C’est parti ! Nous commençons par son joint, et la première bouffée s’achève chez moi comme chez lui par une quinte de toux. Ensuite nous veillons à inhaler avec la fumée en même temps un peu d’air frais. Une marque de cigarettes avait déjà lancé quelque chose de ce genre sur le marché, la ‘cigarette avec zone d’air frais’, je crois que c’est Reno avec ses épouvantables cigarettes au menthol! Il devrait exister des feuilles pré-perforées ! Bien que la première bouffée a littéralement été renversante et même si nous ne nous en sommes pas rendus compte de suite à cause de la quinte de toux, maintenant on entend chanter les angelots ou le chœur des esprits affamés ! C’est magnifique : la cabane de bambou craque légèrement sous l’effet de la brise marine et semble nous murmurer quelque chose à l’oreille, même si nous ne comprenons pas tout à fait son langage. Ce doit être un vent du sud, j’entends dans le voisinage un piano, de doux sons mélodieux et envoutants. Je me dis quand même que ce n’est pas possible, car une cabane en bambou ne résisterait jamais au poids d’un piano ! Tout se transforme en son, même l’obscurité. A travers le tressage du toit nous voyons étinceler les étoiles, à moins que ce ne soient les gouttes de pluie qui perlent au-dessus du toit comme des étincelles ?! Nous oublions alors le joint dans le cendrier et la pipe. Nous sommes partis !
Soudain le soleil transperce le toit et nous réveille.
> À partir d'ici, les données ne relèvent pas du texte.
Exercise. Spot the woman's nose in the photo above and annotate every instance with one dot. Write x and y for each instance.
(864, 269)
L’humidité de la pluie nocturne forme une légère nappe de brouillard au-dessus du sol, comme une mer peu profonde d’où émergent les piliers des cabanes. Les oiseaux dans les palmiers et dans les sous-bois qui étaient jusqu’à présent restés silencieux pour ne pas troubler notre sommeil, démarrent en trombe comme les orchestres de la veille au soir. Quelques cormorans ou d’autres oiseaux d’eau entonnent en croassant depuis le rivage leur hymne au soleil, tandis que de Singapour retentit au-dessus la baie la corne de brume d’un géant des mers ! Waouh, quelle nuit!
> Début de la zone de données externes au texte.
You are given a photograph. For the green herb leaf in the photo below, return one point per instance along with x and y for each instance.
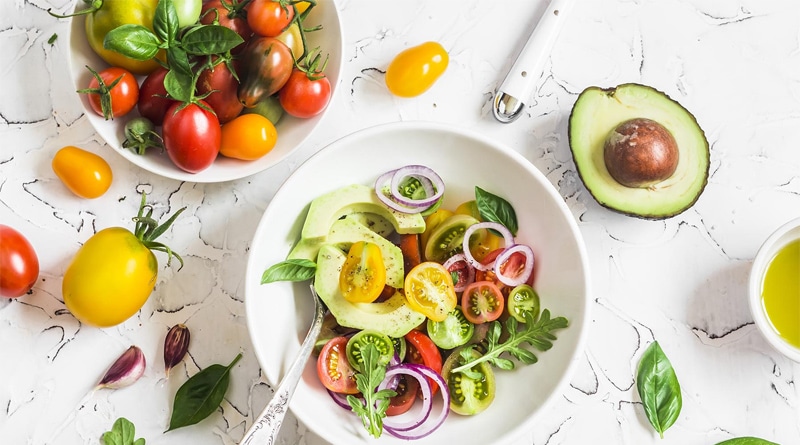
(201, 395)
(122, 433)
(134, 41)
(746, 441)
(496, 209)
(659, 389)
(290, 270)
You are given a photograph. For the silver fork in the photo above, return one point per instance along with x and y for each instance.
(266, 426)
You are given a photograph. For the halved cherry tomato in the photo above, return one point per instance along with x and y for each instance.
(333, 369)
(482, 301)
(429, 290)
(363, 274)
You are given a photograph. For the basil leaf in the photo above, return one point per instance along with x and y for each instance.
(290, 270)
(134, 41)
(746, 441)
(201, 395)
(210, 39)
(659, 389)
(496, 209)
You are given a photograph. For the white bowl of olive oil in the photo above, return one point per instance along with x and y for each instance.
(775, 289)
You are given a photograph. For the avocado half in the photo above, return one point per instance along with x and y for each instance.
(598, 111)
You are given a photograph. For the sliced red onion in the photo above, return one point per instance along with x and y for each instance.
(508, 239)
(505, 255)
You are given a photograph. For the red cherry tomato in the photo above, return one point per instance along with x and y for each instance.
(305, 95)
(192, 136)
(19, 265)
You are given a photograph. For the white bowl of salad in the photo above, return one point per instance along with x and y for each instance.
(475, 332)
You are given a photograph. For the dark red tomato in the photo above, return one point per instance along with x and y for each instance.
(422, 350)
(407, 388)
(124, 94)
(305, 95)
(230, 14)
(333, 369)
(269, 18)
(153, 102)
(192, 136)
(222, 86)
(482, 302)
(19, 265)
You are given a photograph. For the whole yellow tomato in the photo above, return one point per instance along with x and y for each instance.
(114, 272)
(416, 69)
(248, 137)
(84, 173)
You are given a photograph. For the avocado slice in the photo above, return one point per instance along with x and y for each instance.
(598, 112)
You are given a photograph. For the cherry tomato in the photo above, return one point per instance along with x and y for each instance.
(192, 136)
(333, 369)
(269, 18)
(482, 301)
(248, 137)
(153, 101)
(429, 290)
(305, 95)
(363, 274)
(414, 70)
(19, 264)
(123, 95)
(84, 173)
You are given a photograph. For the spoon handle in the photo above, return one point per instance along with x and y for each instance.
(266, 426)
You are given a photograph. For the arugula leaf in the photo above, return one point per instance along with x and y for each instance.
(658, 388)
(372, 409)
(537, 333)
(290, 270)
(122, 433)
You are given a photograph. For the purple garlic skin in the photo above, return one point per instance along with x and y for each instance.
(176, 344)
(125, 370)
Je l’invite ensuite chez moi dans l’auberge à prendre un muesli, après avoir acheté en passant dans une boutique une bouteille de lait et un petit savon de Marseille. Quel luxe après ces quelques mois où j’ai dû m’en passer ! Puis nous nous rendons au port de pêche où je me sens tellement bien en respirant ce mélange d’odeur de vase, de poisson et d’eau. Tout le monde vaque à ses occupations comme des fourmis, sauf nous qui sommes les seuls à ne rien faire et à rester assis sur la digue, en essayant de passer inaperçus. Dans l’après-midi nous allons au cinéma où apparemment il y a aussi des séances pour les esprits affamés, qui devront se serrer sur les quelques sièges restés vides, car la plupart est occupés. Les scénarios des films chinois sont si exagérés qu’ils ne passent pas pour des films-kitsch, mais pour un art en soi. La plupart du temps il y a beaucoup de bagarres et les têtes volent ! Heureusement ici aussi les bons survivent presque toujours, même s’ils se trouvent empêtrés dans des situations si tourmentées que toute la salle hurle d’effroi : un combattant à l’épée défend une belle princesse contre une horde d’enragés, de toutes parts sifflent les coups d’épée, les lames se cognent, les étincelles jaillissent sous les fers, et au moment où tout le monde pense que c’en est fini pour le pauvre malheureux, il se prend par son toupet de cheveux attaché en l’air et s’élève dans les airs d’où il règle rapidement son compte aux méchants ! Ou bien le héros peut voler tel Superman, mais dans un décor exotique peuplé de jeunes filles maquillées de toutes les couleurs et qui ont toutes un grain de beauté sur la joue ! Le soir, retour au théâtre de rue et à la musique populaire jusque tard dans la nuit.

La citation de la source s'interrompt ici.